L’année 2024 a été marquée par une crise politique sans précédent dans le pays, exacerbée par la montée en puissance des gangs armés et l'instabilité gouvernementale. Cette année, Haïti a vécu l'une de ses pires crises politiques avec des tensions internes, des démissions, des tensions sociales, des tentatives de rétablir l’ordre, mais aussi des échecs notables dans la gestion de la situation par les autorités nationales et internationales.
Démission d'Ariel Henry et transition politique
En février 2024, sous le signe de l'incertitude, le Premier ministre, Dr Ariel Henry, suite à une pression croissante des gangs et de la population, en particulier dans un contexte d’escalade de la violence, a remis sa démission. En ce qui concerne, après plus de deux années de gestion chaotique, il a quitté le pouvoir à Porto Rico, en menant la barque d'une gouvernance ponctuée par la fragilité de l'État. Alors qu'il était parti solliciter une mission de sécurité internationale au Kenya en février, sa démission ne parvenait pas à apaiser la situation, qui se dégrade chaque jour davantage à Port-au-Prince, où la violence des gangs atteint des niveaux alarmants.
En effet, la crise politique a pris une ampleur sans précédent en 2024. De même, les gangs ont intensifié leurs attaques contre les institutions de l'État, y compris le palais national, les commissariats et les prisons. À la fin de février 2024, plus de 360 000 Haïtiens ont été déplacés, fuyant les violences et les affrontements entre forces de l’ordre et groupes criminels, suivant certains rapports. Des agressions sexuelles, des tortures et des kidnappings ont rythmé ce climat de terreur. « L’effondrement des services publics et l’évasion de milliers de prisonniers ont aggravé la situation, forçant l’Union européenne et les États-Unis à évacuer leur personnel diplomatique en mars. » Pendant ce temps, l’intérim est assuré par l'ancien ministre de l’Économie et des Finances, Michel Patrick Boisvert avec les mêmes tensions internes.
Face à ce vide politique, un nouveau gouvernement de transition a été mis en place sous l'égide de la Communauté internationale notamment de la CARICOM. Le Conseil présidentiel de transition (CPT), formé le 12 avril 2024 et installé le 25 avril, a pris les rênes du pays après la démission d'Ariel Henry.
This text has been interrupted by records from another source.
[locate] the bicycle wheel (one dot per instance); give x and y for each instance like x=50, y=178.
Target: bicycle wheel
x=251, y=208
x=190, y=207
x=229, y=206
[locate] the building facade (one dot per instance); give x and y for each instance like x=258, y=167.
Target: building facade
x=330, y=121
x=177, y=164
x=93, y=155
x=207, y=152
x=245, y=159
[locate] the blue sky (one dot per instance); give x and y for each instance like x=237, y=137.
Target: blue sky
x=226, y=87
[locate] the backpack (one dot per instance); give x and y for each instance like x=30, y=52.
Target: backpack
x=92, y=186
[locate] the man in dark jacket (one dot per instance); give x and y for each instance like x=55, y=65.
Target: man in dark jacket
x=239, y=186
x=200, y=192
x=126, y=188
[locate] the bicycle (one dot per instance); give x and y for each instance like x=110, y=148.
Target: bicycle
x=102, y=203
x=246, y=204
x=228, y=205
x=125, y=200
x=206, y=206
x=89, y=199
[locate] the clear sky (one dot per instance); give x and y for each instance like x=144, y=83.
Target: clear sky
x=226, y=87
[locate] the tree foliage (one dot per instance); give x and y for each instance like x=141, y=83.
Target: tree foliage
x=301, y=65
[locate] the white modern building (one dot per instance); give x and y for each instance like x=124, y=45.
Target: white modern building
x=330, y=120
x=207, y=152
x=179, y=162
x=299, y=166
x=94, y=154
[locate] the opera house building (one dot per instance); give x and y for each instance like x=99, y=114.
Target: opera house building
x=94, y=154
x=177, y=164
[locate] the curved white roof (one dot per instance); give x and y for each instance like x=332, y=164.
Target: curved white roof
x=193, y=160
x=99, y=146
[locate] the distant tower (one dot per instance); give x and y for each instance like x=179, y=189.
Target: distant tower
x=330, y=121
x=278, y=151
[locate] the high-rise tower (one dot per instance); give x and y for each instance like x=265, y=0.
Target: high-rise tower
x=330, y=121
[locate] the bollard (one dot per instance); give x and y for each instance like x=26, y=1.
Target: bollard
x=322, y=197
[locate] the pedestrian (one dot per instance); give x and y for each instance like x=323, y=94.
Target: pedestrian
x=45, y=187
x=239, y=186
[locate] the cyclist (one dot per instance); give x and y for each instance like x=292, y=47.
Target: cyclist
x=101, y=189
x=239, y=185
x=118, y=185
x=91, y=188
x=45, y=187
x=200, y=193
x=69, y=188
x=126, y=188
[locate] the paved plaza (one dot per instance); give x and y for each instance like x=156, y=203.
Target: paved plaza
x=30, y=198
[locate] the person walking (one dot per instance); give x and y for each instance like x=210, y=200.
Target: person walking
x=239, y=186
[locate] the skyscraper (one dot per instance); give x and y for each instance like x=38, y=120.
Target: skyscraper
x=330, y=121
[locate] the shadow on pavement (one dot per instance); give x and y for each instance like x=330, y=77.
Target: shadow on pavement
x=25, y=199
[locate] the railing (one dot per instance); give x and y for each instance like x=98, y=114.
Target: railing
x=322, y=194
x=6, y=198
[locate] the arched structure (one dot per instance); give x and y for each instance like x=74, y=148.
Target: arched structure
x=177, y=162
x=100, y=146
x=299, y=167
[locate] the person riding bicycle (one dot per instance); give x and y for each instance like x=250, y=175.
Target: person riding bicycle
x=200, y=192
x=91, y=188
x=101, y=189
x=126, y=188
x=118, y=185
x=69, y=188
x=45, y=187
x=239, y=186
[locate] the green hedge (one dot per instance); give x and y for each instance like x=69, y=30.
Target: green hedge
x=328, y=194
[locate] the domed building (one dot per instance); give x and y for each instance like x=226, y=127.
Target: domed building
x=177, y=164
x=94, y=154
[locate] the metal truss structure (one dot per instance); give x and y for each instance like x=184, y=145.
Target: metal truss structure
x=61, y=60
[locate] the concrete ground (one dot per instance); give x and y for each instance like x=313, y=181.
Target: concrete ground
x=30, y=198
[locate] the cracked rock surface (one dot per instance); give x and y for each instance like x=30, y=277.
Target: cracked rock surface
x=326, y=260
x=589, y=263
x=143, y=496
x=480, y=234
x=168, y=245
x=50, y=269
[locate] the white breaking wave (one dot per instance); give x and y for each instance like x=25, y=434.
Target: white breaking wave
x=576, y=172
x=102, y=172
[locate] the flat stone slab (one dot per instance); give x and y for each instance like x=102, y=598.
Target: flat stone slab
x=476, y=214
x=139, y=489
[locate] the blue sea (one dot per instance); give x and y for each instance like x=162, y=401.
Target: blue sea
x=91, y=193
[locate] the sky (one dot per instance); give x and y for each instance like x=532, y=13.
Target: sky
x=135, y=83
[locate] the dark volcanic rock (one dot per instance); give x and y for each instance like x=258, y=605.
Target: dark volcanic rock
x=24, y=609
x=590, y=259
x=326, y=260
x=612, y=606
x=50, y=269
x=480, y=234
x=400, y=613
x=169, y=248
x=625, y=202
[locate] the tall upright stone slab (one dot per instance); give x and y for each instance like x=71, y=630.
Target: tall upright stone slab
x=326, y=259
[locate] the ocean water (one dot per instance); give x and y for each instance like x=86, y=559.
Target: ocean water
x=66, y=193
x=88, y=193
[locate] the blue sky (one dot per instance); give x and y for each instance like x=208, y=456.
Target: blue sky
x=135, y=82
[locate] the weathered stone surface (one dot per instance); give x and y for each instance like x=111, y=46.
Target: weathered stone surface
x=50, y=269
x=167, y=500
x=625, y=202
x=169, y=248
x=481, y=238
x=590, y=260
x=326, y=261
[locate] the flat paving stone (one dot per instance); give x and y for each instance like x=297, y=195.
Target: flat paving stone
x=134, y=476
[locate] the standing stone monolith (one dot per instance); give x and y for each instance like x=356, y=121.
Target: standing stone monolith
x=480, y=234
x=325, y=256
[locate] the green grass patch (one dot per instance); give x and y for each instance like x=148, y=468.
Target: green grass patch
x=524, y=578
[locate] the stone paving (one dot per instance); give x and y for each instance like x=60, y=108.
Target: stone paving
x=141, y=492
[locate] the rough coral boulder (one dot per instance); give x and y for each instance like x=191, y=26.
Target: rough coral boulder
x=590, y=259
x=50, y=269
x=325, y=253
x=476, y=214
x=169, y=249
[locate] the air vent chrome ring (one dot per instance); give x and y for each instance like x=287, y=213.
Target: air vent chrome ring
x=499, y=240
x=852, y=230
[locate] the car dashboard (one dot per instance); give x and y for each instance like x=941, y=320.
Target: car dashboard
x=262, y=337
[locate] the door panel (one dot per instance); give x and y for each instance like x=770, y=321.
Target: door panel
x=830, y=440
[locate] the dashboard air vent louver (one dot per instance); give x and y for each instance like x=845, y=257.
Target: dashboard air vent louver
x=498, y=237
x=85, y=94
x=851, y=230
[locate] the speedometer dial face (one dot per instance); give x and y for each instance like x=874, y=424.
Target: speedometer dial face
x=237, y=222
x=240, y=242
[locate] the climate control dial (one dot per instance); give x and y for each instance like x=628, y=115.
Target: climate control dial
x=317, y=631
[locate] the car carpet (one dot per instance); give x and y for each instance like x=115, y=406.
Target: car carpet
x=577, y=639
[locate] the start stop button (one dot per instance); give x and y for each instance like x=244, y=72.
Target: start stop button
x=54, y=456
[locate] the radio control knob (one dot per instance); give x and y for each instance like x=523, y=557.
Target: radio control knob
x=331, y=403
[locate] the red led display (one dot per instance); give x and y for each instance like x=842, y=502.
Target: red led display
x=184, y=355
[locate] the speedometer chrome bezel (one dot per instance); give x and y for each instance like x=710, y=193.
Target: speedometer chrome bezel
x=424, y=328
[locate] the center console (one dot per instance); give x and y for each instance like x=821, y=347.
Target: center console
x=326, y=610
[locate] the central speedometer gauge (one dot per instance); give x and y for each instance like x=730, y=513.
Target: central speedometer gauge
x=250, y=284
Composé de sept membres et de deux observateurs, ce gouvernement intérimaire a pour mission de rétablir l'ordre, organiser une conférence nationale, et préparer une réforme constitutionnelle menant vers les élections honnêtes et démocratiques. Mais cette transition s’est vite heurtée à des obstacles internes, notamment au sein même du CPT. Toujours en ce qui a trait au CPT, Edgard Leblanc Fils a assumé la présidence du Conseil présidentiel de transition du 30 avril au 6 octobre 2024, avant d'être remplacé par Leslie Voltaire à partir du 7 octobre 2024, dans le cadre d'une présidence tournante visant à favoriser le consensus au sein du gouvernement de transition, mais les décisions continuent d'être entravées par des tensions persistantes.
Aussi, à partir de juin 2024, le gouvernement a vu la nomination de Garry Conille au poste de Premier ministre, un mandat marqué par des conflits internes.
Entre-temps, en juillet 2024 un scandale de corruption secoue le Conseil présidentiel de transition, impliquant trois de ses membres : Louis Gérald Gilles, Smith Augustin et Emmanuel Vertilaire. Selon les révélations du président du Conseil d'administration de la Banque nationale de crédit (BNC), Raoul Pascal Pierre-Louis, ces conseillers lui auraient réclamé un paiement de 100 millions de gourdes pour garantir son maintien à son poste. Cette information a été dévoilée dans une lettre datée du 24 juillet 2024, adressée au Premier ministre d'alors Garry Conille.
En novembre 2024, après plusieurs semaines de bras de fer avec le CPT, Garry Conille a été limogé et remplacé par Alix Didier Fils-Aimé, dans une décision qui a provoqué des contestations notamment de la part de M. Conille. Pour sa part, Alix Didier Fils-Aimé a pris ses fonctions comme Premier ministre toujours dans un contexte d’instabilité, son gouvernement devant faire face aux mêmes défis, la violence des gangs et la gestion de la transition politique.
En somme, l’année 2024 restera gravée dans les mémoires comme une période où la crise politique a atteint son paroxysme en Haïti. Alors que le pays se trouve à un tournant historique, la classe politique haïtienne devra faire face à un défi de taille en 2025, rétablir l’ordre et la sécurité tout en redonnant confiance aux citoyens et en construisant un avenir politique durable.